Event type Online event


In March 2020, the European Commission committed to enshrining the 2050 climate-neutrality objective—set out in the European Green Deal—into EU law.  At the same time, the covid-19 pandemic tipped the European Union into a volatile new phase, with a looming world-wide economic recession stirring geopolitical tensions. A critical appraisal of our dependence on imported fossil fuels is, therefore, timelier than ever. In this webinar, we take a critical look at the potential of biofuels to contribute to achieving climate neutrality through the substitution of fossil fuels in the transport sector.

Since the implementation of the first regulatory framework (RED-I) in 2003, attempts to enforce a minimum supply of biofuels to replace fossil fuels in the transport sector have revealed environmental and social uncertainties about the plausibility of the biofuel solution.
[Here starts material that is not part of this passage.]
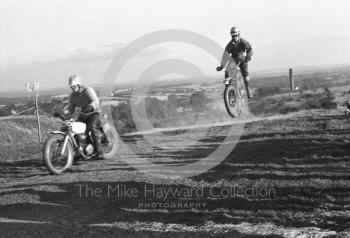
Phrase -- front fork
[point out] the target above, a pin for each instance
(66, 141)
Some of the unintended negative impacts of the EU biofuels policy are:

  • A shift from dependence on imported fossil fuels to dependence on imported biomass associated with deforestation of tropical forests and loss of biodiversity;
  • Higher than expected greenhouse gas emissions resulting from indirect land-use changes;
  • A significant dependence on fossil energy for the production and transportation of feed-stocks;
  • A significant requirement of land and water for biofuel production competing with food production.

In spite of this growing uncomfortable knowledge, the RED-2 proposes even more ambitious short-medium terms targets for biofuels, while shifting the focus from agro-biofuels to advanced biofuels with low level of technological readiness.

The purpose of this webinar is to discuss the expectations about the role that biofuels can play in a radical decarbonization of the EU economy, with a focus on the (in)compatibility between what is desirable and what is possible (viability and feasibility). Three presentations (primers) of 10 min each will be followed by a moderated expert panel debate with public interaction.